他驀而轉過頭,看向天空高高飛掠的驚鳥,羽翼舒展。
咻暗處,一支細箭將之穿透。
血飄于空,鳥雀跌落,很快被暗哨拖出到一旁檢查,有無信件夾帶。
眸光閃動,年輕人瞇眼一笑。
“隱忍太久了,骨頭好似都要生銹,既然他們都逼著本宮動一動,那便不妨做個出頭之人。”
“就是不知,面對本宮這個出頭鳥,何人又會當這挑槍的刺尖兒”
武云嶺默然,楊大人仍在嘆息。
實在沒想到那位太子竟然能謀算到這等地步,只是他有些不清楚,為何對方能知曉華宣門外的埋伏。
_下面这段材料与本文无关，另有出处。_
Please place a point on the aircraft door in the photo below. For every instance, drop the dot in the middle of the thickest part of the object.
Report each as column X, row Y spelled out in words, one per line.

無留行的賊人可不管你什么身份,當時三位殿下都可能前往,太子怎個就曉得了消息,提前避免并加以利用
想到這,他看了眼武云嶺。
對方同樣瞪著他,顯然看出了老者眼底的懷疑。
然而武云嶺也不解,難不成無留行里有人與太子有所暗通款曲,如果是,又會是誰
“反正不是我。”
望江樓,燕蒼翹著腿,一派大爺姿態靠在香幛軟榻上。
一口咬著水果,一邊叨叨不絕。
“朝廷通緝的燕蒼已經死了,就剛才菜市口,好些人叫好嘞我我就一無名無姓的小賊。”
話落,燕蒼賊眉鼠眼、故作色令智昏的畏縮樣子,上下打量姿容端莊、恬淡清麗的趙銘霜。
“一個只為偷香竊玉、床上功夫極好的小賊如何,趙姑娘可要啪”
沾染汗水,些微腥臭的花鞋直直拍在了燕蒼面上,讓那張看起來平平無奇的面孔多了一個更能讓人記憶的通紅鞋印。
“你這丫鬟很烈啊,趙姑娘,不若在下替你調教啪”
第二只鞋甩在臉上。
由于身上帶傷,又或者夭夭手法過于高超熟練,這兩下都沒能躲開。
燕蒼抹了把印子,揉了揉,心下有些架不住,面皮上多了幾分訕笑,再看那氣鼓鼓,恨不能再找兩雙鞋扔自己臉上的跛腳小丫頭,他一時也不知說什么好。
什么鬼這丫頭哪里練得手法,鞋子當暗器使,這么厲害。
一旁,趙銘霜從始至終未有一句。
燕蒼死了么本人都這么說的話那就當死了吧。
就這樣靜靜坐在窗前,只余光掃過對方身下的床榻,瓊白鼻翼聳動,柳眉輕輕皺起,倏而又松緩,恢復了平淡面容。
再換一遍就好了。
“公子既來,妾身自當掃榻相迎。不過還望公子莫要與小丫鬟動怒,她沒多少見識,亦未曾通曉人事,懂不得公子口中的歡快。”
說罷,趙銘霜繼續看向窗外,如同一株靜謐夜間的出水芙蓉。
清風搖曳烏發,饒是燕蒼也不得不感慨這女人的美貌,可惜,就是太冷了,人冷嘴也冷,一兩句明里暗里如針一樣。